資本金の額はどう決める?
会社分割を行うと「吸収分割」では、吸収分割契約書に、「新設分割」では、新設分割計画書に増加する資本金の額を記載します。では、どうやって資本金の額を決めるのか?
新設分割の分社型であれば、分割事業の株主資本相当額の範囲内で、「資本金、資本準備金、その他資本剰余金」に自由に振り分けることができます。そのため、増加する資本金の額をゼロとすることも可能です。
新設分割の分割型であれば、上記方法と分割法人側で減少させた「資本金、資本準備金、その他資本剰余金、利益準備金、その他利益剰余金」を引き継ぐ方法があります。
吸収分割の場合には、「新設分割の分割型」と同様の方法をとります。
資本金の額の留意点
基本的には、資本金の額は自由に決めることができます。

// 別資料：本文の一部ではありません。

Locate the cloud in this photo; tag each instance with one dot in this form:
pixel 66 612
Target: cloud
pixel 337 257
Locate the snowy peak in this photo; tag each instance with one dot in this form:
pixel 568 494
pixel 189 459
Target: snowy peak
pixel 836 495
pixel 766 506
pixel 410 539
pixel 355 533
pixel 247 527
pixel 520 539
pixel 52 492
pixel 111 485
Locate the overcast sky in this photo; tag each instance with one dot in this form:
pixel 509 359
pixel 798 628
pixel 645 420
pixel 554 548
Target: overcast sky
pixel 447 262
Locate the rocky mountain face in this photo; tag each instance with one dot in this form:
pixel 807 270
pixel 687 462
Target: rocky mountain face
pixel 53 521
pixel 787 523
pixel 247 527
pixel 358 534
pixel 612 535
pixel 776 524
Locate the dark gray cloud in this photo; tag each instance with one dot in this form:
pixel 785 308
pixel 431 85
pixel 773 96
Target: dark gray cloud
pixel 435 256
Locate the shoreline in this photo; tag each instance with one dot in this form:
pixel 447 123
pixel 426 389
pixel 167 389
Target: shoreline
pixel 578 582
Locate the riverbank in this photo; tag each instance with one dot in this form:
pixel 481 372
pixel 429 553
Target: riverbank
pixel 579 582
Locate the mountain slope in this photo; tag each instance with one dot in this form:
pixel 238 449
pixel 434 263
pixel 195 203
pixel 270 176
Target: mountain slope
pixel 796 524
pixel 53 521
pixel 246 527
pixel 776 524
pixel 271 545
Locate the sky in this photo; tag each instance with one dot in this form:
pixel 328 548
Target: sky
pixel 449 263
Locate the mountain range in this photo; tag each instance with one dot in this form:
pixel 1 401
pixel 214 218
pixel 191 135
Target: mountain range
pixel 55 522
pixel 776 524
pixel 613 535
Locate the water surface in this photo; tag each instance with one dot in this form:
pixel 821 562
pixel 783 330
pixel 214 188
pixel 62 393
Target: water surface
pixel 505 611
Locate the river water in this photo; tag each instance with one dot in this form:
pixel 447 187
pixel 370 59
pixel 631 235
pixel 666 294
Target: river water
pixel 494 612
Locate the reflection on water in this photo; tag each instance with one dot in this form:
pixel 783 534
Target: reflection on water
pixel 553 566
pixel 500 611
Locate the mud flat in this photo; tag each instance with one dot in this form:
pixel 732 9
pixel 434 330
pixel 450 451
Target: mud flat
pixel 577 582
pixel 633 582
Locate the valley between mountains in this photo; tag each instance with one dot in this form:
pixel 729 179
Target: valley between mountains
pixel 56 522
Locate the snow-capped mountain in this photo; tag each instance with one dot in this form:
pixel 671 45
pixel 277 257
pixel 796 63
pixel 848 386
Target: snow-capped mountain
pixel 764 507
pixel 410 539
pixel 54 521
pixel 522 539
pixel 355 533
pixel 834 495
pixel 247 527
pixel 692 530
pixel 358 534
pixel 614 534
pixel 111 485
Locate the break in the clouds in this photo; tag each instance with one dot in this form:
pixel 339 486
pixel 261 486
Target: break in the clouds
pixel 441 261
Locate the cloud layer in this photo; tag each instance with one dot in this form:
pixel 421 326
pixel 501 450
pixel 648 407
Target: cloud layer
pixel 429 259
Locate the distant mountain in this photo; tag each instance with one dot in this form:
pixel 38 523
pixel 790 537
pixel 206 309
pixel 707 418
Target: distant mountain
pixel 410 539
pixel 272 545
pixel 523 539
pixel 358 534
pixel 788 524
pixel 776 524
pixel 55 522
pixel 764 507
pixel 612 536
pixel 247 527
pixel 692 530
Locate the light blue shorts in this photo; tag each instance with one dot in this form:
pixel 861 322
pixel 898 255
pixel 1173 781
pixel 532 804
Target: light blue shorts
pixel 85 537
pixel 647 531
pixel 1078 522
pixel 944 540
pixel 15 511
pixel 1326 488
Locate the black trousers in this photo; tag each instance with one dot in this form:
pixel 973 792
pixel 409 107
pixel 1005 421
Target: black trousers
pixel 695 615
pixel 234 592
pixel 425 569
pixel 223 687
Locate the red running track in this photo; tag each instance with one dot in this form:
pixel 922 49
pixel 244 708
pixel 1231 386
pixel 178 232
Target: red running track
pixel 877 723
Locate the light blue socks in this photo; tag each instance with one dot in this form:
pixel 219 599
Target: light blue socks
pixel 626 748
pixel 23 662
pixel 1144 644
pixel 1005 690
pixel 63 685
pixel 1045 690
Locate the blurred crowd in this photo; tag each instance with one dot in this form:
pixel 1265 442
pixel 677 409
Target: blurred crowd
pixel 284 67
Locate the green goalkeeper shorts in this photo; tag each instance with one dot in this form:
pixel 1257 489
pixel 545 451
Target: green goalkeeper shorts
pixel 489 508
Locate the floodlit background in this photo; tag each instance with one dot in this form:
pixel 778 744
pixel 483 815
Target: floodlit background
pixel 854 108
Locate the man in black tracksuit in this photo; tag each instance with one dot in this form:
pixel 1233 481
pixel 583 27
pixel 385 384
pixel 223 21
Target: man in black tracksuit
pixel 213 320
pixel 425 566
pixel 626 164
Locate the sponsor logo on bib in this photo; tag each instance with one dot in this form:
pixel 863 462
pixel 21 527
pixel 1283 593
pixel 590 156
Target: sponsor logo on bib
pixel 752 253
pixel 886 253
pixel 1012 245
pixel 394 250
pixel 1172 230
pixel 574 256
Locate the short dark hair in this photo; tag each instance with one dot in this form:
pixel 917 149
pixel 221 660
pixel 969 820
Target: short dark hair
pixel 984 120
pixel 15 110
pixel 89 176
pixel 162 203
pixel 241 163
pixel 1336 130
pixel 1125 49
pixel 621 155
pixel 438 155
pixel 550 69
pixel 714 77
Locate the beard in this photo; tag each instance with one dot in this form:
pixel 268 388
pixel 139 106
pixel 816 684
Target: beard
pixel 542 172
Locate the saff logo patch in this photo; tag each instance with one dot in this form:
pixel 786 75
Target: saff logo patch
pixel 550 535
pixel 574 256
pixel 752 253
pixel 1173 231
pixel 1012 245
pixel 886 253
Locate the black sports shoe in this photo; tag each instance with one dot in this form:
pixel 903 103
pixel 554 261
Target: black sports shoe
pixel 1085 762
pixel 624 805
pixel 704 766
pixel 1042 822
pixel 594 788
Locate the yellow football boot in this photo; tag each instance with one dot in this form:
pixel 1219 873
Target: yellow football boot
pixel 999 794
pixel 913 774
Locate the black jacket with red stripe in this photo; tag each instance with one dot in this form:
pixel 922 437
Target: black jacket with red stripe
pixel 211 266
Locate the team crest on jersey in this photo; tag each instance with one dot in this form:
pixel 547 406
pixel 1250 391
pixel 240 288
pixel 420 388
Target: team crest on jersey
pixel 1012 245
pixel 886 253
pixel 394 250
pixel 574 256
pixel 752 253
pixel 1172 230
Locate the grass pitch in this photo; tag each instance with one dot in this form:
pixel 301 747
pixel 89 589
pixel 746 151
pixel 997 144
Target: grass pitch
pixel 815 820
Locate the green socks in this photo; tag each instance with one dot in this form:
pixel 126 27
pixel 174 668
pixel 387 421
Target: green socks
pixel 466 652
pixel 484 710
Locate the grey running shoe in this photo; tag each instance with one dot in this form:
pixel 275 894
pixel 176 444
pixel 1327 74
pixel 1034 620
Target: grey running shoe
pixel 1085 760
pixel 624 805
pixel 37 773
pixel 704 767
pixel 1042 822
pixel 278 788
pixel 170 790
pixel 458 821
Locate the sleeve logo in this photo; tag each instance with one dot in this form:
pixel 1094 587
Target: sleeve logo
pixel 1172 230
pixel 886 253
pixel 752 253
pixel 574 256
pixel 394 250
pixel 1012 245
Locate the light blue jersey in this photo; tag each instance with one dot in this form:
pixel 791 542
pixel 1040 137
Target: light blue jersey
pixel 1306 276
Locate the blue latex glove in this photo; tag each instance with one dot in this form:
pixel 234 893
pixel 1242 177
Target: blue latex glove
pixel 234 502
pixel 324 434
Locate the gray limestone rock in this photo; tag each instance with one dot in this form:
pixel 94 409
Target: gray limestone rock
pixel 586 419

ただし、中小企業の場合には、資本金の額が増加してしまった結果、いろんなところに落とし穴が。
資本金の額が1億円を超えると、「外形標準課税」の適用会社になるため、みなさん注意をされるのですが、下請法による資本金の額の影響や中小企業基本法の資本金の額の影響、許認可事業による資本金の額の影響などは検討しておらず、各法律で定められた中小企業者から外れてしまい、恩典を受けることができなくなってしまったということがないよう細心の注意が必要です。
①下請法の影響
【製造委託・修理委託の場合】 | |||
親事業者となる者 | 下請け事業者となる者 | ||
資本金1,000万円超3億円以下の会社 | ⇔ | 資本金1,000万円以下の会社または個人事業者 | |
資本金3億円超の会社 | ⇔ | 資本金3億円以下の会社または個人事業者 |
【情報成果物作成委託・役務提供委託の場合】 | |||
親事業者となる者 | 下請け事業者となる者 | ||
資本金1,000万円超5,000万円以下の会社 | ⇔ | 資本金1,000万円以下の会社または個人事業者 | |
資本金5,000万超円超の会社 | ⇔ | 資本金5000万円以下の会社または個人事業者 |
②中小企業基本法の「中小企業者」
業種分類 | 中小企業基本法の定義 |
製造業
その他 |
資本金の額又は出資の総額が3億円以下の会社
又は常時使用する従業員の数が300人以下の会社 |
卸売業 | 資本金の額又は出資の総額が1億円以下の会社
又は常時使用する従業員の数が100人以下の会社 |
小売業 | 資本金の額又は出資の総額が5千万円以下の会社
又は常時使用する従業員の数が50人以下の会社 |
サービス業 | 資本金の額又は出資の総額が5千万円以下の会社
又は常時使用する従業員の数が100人以下の会社 |
③信用金庫法
法人事業者で常時使用する従業員数が300人を超え、かつ資本金が9億円を超える場合には、会員となることができない。